La Russie veut son propre système d’exploitation, et elle compte bien passer par la société Jolla et son produit Sailfish pour y parvenir. Une manière pour le pays d’augmenter sa résistance aux sociétés américaines, à l’heure où Android et iOS y écrasent la concurrence avec 95 % de parts de marché.

La pleine maîtrise de son propre système d'exploitation

Les systèmes mobiles de Google et Apple sont partout, essentiellement Android qui équipe un nombre incalculable de modèles de smartphones dans le monde. À la différence des iPhone, Android équipe en effet une grande partie de l’entrée de gamme, permettant aux petits budgets de se tourner vers cette plateforme. La Russie, dans laquelle les deux produits sont prépondérants, souhaite réduire sa dépendance aux entreprises américaines.

Nikolai Nikiforo, ministre des Communications, a ainsi annoncé avant hier avoir rencontré l’entreprise finlandaise Jolla plus tôt dans le mois. Objectif : développer un système d’exploitation mobile maison en reprenant le code open source de Sailfish. La Russie serait alors en possession d’un système qu’elle pourrait pousser en avant, et ses objectifs dans ce domaine sont très clairs puisqu’elle souhaite que les produits concurrents ne représentent pas plus de 50 % d’ici dix ans.
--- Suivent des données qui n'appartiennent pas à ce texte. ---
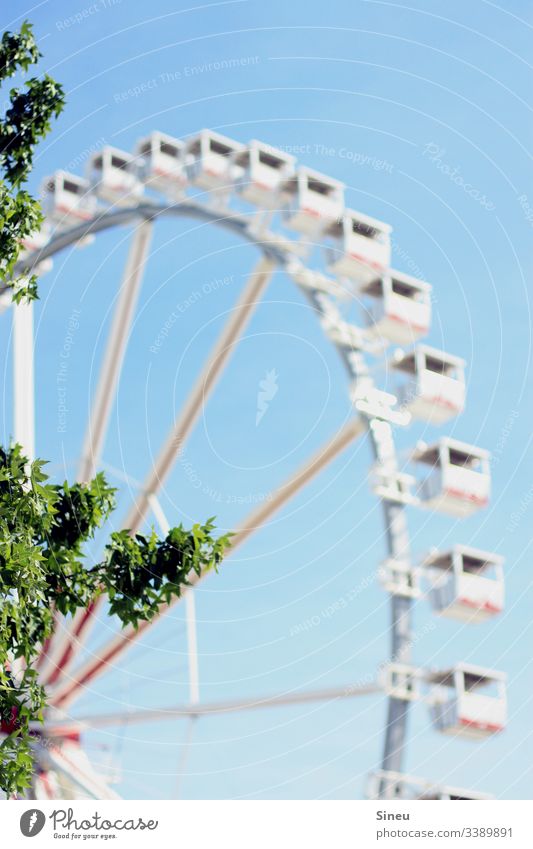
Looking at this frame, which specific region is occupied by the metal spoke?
[50,418,365,708]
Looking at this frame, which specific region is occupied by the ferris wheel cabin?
[283,168,344,236]
[361,271,431,345]
[87,147,144,206]
[328,209,392,283]
[428,663,507,740]
[234,139,296,209]
[186,130,244,191]
[391,344,465,424]
[136,132,187,196]
[42,171,96,227]
[422,545,504,623]
[413,437,490,518]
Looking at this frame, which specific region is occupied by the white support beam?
[46,255,276,685]
[78,221,153,481]
[148,493,200,705]
[13,301,35,461]
[50,418,366,710]
[44,681,382,737]
[124,257,276,532]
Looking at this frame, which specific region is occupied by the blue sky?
[0,0,533,798]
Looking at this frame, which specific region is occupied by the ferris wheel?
[0,130,506,799]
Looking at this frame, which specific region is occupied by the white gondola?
[233,139,296,209]
[327,209,392,283]
[135,132,187,197]
[365,770,493,801]
[42,171,97,228]
[360,271,431,345]
[422,545,504,623]
[185,130,244,191]
[283,168,344,236]
[427,663,507,739]
[87,147,144,206]
[413,437,490,518]
[391,345,465,424]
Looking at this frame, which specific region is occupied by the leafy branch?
[0,445,230,793]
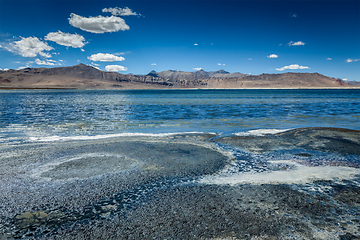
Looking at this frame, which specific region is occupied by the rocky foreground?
[0,128,360,239]
[0,64,356,89]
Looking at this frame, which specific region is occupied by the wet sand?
[0,128,360,239]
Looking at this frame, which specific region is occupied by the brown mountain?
[0,64,353,89]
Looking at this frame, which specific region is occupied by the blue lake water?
[0,89,360,143]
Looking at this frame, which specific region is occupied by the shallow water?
[0,90,360,239]
[0,90,360,143]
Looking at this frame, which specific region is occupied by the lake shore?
[0,128,360,239]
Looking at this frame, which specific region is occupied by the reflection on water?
[0,90,360,142]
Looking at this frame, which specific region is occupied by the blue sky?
[0,0,360,81]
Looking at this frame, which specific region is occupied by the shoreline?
[0,86,360,90]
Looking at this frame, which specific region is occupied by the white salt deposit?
[199,161,360,185]
[29,132,215,142]
[235,129,291,137]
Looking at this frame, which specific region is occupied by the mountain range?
[0,64,354,89]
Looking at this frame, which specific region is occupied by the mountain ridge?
[0,64,354,89]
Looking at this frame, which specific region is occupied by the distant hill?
[344,81,360,86]
[0,64,353,89]
[148,70,246,80]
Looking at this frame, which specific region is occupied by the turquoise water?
[0,90,360,143]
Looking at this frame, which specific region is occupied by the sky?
[0,0,360,81]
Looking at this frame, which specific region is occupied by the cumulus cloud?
[105,65,127,72]
[9,37,54,58]
[288,41,305,46]
[69,13,130,33]
[88,53,125,62]
[267,54,278,58]
[102,7,141,16]
[346,58,360,62]
[45,31,85,48]
[276,64,310,71]
[35,58,56,66]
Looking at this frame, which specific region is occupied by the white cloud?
[69,13,130,33]
[35,58,61,66]
[267,54,278,58]
[39,52,51,58]
[45,31,85,48]
[102,7,141,16]
[8,37,54,58]
[35,58,55,66]
[276,64,310,71]
[105,65,127,72]
[88,53,125,62]
[346,58,360,62]
[288,41,305,46]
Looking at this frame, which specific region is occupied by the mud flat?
[0,128,360,239]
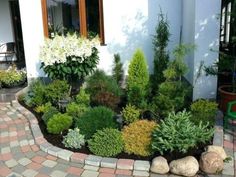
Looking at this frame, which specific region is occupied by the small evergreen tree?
[127,49,149,108]
[151,12,170,94]
[112,54,124,86]
[153,44,194,116]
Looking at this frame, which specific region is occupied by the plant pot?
[218,85,236,112]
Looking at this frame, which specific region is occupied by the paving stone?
[133,170,149,176]
[117,159,134,170]
[7,172,22,177]
[20,140,29,146]
[84,165,99,171]
[85,155,102,167]
[5,159,18,168]
[22,169,38,177]
[101,158,118,168]
[81,170,99,177]
[47,146,62,157]
[53,164,69,171]
[42,160,57,168]
[134,160,150,171]
[150,173,168,177]
[10,141,20,148]
[57,150,73,161]
[12,164,26,174]
[1,147,11,154]
[18,158,32,166]
[39,142,52,152]
[50,170,67,177]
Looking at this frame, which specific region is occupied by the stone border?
[12,87,224,176]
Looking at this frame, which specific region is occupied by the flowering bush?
[0,65,26,87]
[40,33,99,81]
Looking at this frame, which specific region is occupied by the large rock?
[170,156,199,176]
[199,152,224,174]
[206,145,227,160]
[151,156,170,174]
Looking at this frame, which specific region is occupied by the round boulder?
[170,156,199,176]
[199,152,224,174]
[150,156,170,174]
[206,145,227,160]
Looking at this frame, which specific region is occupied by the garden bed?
[19,100,213,162]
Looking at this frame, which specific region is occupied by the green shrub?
[122,120,157,156]
[76,88,90,106]
[47,113,73,134]
[152,111,214,154]
[86,70,121,108]
[190,99,218,126]
[42,107,59,125]
[127,49,149,107]
[76,106,117,139]
[62,128,85,149]
[112,54,124,86]
[152,44,194,117]
[66,102,89,120]
[88,128,124,157]
[24,80,48,107]
[35,102,52,113]
[46,80,70,105]
[121,104,140,124]
[0,65,26,87]
[151,13,170,95]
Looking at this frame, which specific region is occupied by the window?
[41,0,104,44]
[220,1,232,44]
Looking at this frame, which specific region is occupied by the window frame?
[41,0,105,45]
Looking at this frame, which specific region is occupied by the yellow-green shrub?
[122,120,157,156]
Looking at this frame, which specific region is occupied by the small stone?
[206,145,227,160]
[200,152,224,174]
[170,156,199,176]
[151,156,170,174]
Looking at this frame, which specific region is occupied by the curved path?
[0,103,136,177]
[0,103,236,177]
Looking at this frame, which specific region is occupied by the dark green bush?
[75,106,117,139]
[151,13,170,94]
[152,111,214,154]
[42,107,59,125]
[86,70,121,108]
[46,80,70,105]
[127,49,149,107]
[112,54,124,86]
[47,113,73,134]
[190,99,218,126]
[76,88,90,106]
[35,102,53,113]
[88,128,124,157]
[24,80,48,107]
[66,102,89,120]
[121,104,140,124]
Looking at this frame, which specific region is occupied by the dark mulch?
[19,101,212,162]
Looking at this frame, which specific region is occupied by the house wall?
[16,0,221,99]
[183,0,221,100]
[99,0,182,73]
[0,0,14,61]
[19,0,44,78]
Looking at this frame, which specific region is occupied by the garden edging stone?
[11,87,229,176]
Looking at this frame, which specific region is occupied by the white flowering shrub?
[40,33,99,81]
[62,128,85,149]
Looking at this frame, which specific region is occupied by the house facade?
[0,0,221,99]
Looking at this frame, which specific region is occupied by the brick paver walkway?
[0,103,236,177]
[0,103,132,177]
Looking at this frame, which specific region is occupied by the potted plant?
[205,3,236,112]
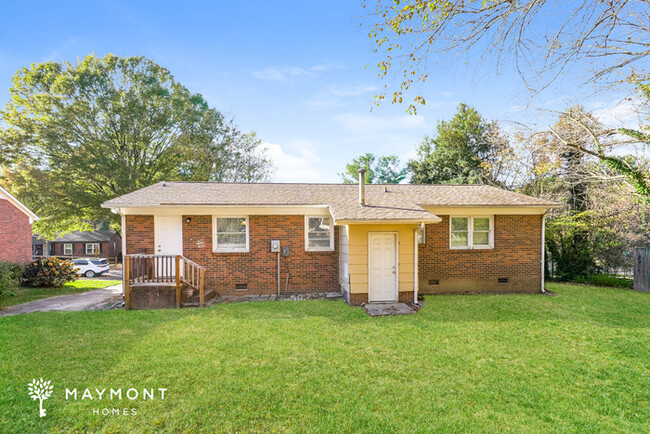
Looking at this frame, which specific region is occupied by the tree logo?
[27,378,54,417]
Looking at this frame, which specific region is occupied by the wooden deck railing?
[124,255,205,309]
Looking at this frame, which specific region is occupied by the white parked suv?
[70,258,111,277]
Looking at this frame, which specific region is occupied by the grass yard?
[0,284,650,432]
[0,280,120,309]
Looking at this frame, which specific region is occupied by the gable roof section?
[102,182,558,222]
[52,230,117,243]
[0,187,40,223]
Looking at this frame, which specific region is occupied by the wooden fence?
[634,247,650,292]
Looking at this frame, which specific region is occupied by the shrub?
[22,258,77,288]
[576,274,632,288]
[0,261,23,297]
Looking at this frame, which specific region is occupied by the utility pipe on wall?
[413,227,423,304]
[359,169,366,206]
[541,210,550,293]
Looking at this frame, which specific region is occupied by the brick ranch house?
[102,182,559,308]
[32,230,122,258]
[0,187,39,262]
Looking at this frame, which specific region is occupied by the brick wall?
[418,215,542,294]
[180,216,339,295]
[0,199,32,262]
[123,215,156,255]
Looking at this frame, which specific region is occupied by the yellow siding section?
[349,224,417,294]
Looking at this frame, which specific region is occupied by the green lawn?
[0,280,121,308]
[0,284,650,432]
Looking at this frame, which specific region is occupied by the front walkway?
[0,284,122,316]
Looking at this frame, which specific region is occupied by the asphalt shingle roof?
[102,182,558,221]
[52,230,117,243]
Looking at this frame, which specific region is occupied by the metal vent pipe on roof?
[359,169,366,206]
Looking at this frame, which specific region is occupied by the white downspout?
[541,210,550,294]
[119,210,127,297]
[413,228,420,304]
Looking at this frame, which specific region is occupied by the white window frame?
[417,223,427,245]
[449,215,494,250]
[305,215,334,252]
[212,215,250,253]
[84,243,99,255]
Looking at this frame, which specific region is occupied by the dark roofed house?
[0,187,38,262]
[32,230,122,259]
[102,182,559,308]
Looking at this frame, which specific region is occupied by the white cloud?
[333,113,426,134]
[305,84,377,108]
[264,142,325,182]
[251,63,340,83]
[593,98,641,128]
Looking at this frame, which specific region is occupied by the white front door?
[154,216,183,277]
[368,232,397,302]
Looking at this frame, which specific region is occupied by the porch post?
[174,255,181,309]
[122,255,131,310]
[199,268,205,307]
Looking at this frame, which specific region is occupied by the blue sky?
[0,0,629,182]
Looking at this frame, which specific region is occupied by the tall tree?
[0,54,269,237]
[364,0,650,111]
[339,153,408,184]
[409,104,514,185]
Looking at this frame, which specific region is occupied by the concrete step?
[181,289,216,307]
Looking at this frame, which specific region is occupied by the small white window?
[212,217,248,252]
[449,216,494,249]
[305,216,334,251]
[86,243,99,255]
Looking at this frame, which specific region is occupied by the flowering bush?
[23,258,77,288]
[0,261,23,297]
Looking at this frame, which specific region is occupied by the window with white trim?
[449,216,494,249]
[86,243,99,255]
[305,216,334,251]
[418,223,427,244]
[212,216,248,252]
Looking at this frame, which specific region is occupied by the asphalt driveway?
[0,284,122,316]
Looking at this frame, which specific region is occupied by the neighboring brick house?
[32,230,122,259]
[102,182,558,307]
[0,187,38,262]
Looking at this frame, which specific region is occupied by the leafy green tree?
[339,153,408,184]
[363,0,650,112]
[0,54,270,234]
[409,103,512,184]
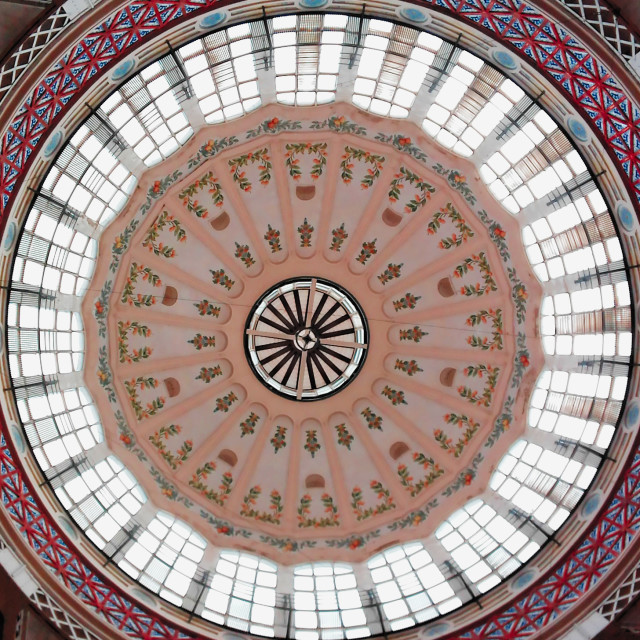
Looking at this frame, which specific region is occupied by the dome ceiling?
[1,5,631,638]
[84,105,542,562]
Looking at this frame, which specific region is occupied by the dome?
[2,1,640,640]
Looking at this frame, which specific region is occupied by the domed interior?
[8,14,631,639]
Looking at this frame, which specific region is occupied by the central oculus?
[245,277,369,401]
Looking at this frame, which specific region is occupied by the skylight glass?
[6,14,632,640]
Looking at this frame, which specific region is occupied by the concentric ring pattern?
[9,16,630,637]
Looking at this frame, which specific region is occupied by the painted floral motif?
[234,242,256,269]
[378,262,404,285]
[209,269,236,291]
[298,493,340,529]
[356,238,378,264]
[187,333,216,351]
[484,396,515,447]
[97,345,116,402]
[149,424,193,471]
[477,209,511,262]
[351,480,396,521]
[189,460,233,507]
[178,171,224,219]
[109,220,139,273]
[380,385,407,407]
[93,280,113,338]
[310,116,367,136]
[118,320,153,364]
[389,167,436,213]
[329,222,349,251]
[467,309,503,351]
[264,225,282,253]
[433,413,480,458]
[453,251,498,296]
[389,498,438,531]
[142,211,187,258]
[189,136,238,169]
[298,218,315,247]
[433,163,476,205]
[511,333,531,389]
[213,391,238,413]
[271,427,287,453]
[124,376,164,420]
[393,358,424,377]
[340,146,385,189]
[442,453,484,498]
[360,407,382,431]
[113,410,138,450]
[247,118,302,140]
[147,169,182,199]
[333,422,353,450]
[240,485,284,524]
[240,411,260,438]
[229,147,273,193]
[195,364,222,384]
[393,292,422,313]
[193,300,220,318]
[507,267,529,324]
[458,364,500,407]
[400,325,429,342]
[120,262,162,308]
[304,429,322,458]
[376,133,427,162]
[285,142,327,180]
[398,452,444,498]
[427,202,475,249]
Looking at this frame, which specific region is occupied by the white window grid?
[42,115,136,227]
[2,11,631,640]
[528,370,628,452]
[435,499,546,593]
[367,542,462,631]
[7,302,84,379]
[98,55,193,167]
[293,562,371,640]
[352,20,442,118]
[178,23,262,124]
[540,282,633,358]
[523,189,622,282]
[272,14,349,106]
[489,438,598,528]
[12,202,98,297]
[480,109,602,214]
[200,550,278,636]
[422,52,524,157]
[17,387,104,472]
[52,455,146,555]
[118,511,207,606]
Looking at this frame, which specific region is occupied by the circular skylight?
[7,14,632,640]
[245,278,368,400]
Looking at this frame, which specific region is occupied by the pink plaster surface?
[83,105,543,563]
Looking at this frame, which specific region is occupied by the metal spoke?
[245,278,368,400]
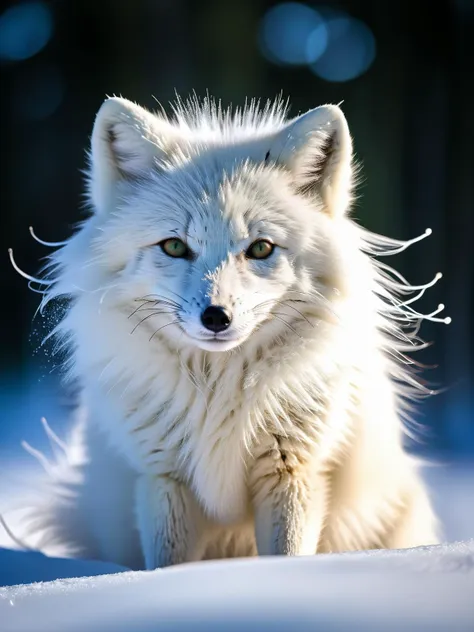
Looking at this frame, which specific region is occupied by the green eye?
[245,239,275,259]
[159,238,189,259]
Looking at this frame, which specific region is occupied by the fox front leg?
[250,437,327,555]
[135,474,195,570]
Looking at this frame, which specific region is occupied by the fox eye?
[158,237,190,259]
[245,239,275,259]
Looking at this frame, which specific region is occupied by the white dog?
[9,98,448,569]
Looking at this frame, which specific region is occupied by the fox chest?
[136,397,249,524]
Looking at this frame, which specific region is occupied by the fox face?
[49,98,351,352]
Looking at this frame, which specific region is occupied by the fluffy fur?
[10,98,448,568]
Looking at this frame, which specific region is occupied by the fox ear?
[270,105,353,216]
[89,97,177,214]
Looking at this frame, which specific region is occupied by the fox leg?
[135,474,195,570]
[249,437,327,555]
[387,476,440,549]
Les avantages pour la Russie sont multiples. À commencer par la pleine maîtrise de son système d’exploitation. Partant d’un produit open source, les ingénieurs auraient un code dont ils pourraient vérifier le fonctionnement dans les moindres détails. Ils pourront s’assurer en outre, et c’est le plus important, qu’aucune porte dérobée n’a été introduite par une entreprise étrangère ou une agence de renseignement quelconque.

Une indépendance économique

Un système maison pourrait également créer des emplois, mais d’un point de vue économique, le plus gros avantage n’est pas forcément là. La Russie est en effet sous le coup de divers embargos depuis la crise de Crimée et les sanctions se sont renforcées depuis l’année dernière. Le pays ne peut plus donc se permettre de garder une dépendance à des technologies auxquelles elle pourrait ne plus avoir accès à l’avenir. D'autant qu'on ne parle pas uniquement que du grand public, puisque le problème se pose aussi pour les entreprises et l'ensemble des instances gouvernementales.

Actuellement, la part de marché de Sailfish est de 0,5 % en Russie, mais il sera particulièrement intéressant d’observer les retombées d’une telle politique sur les parts de marché des différentes plateformes concurrentes dans les années à venir.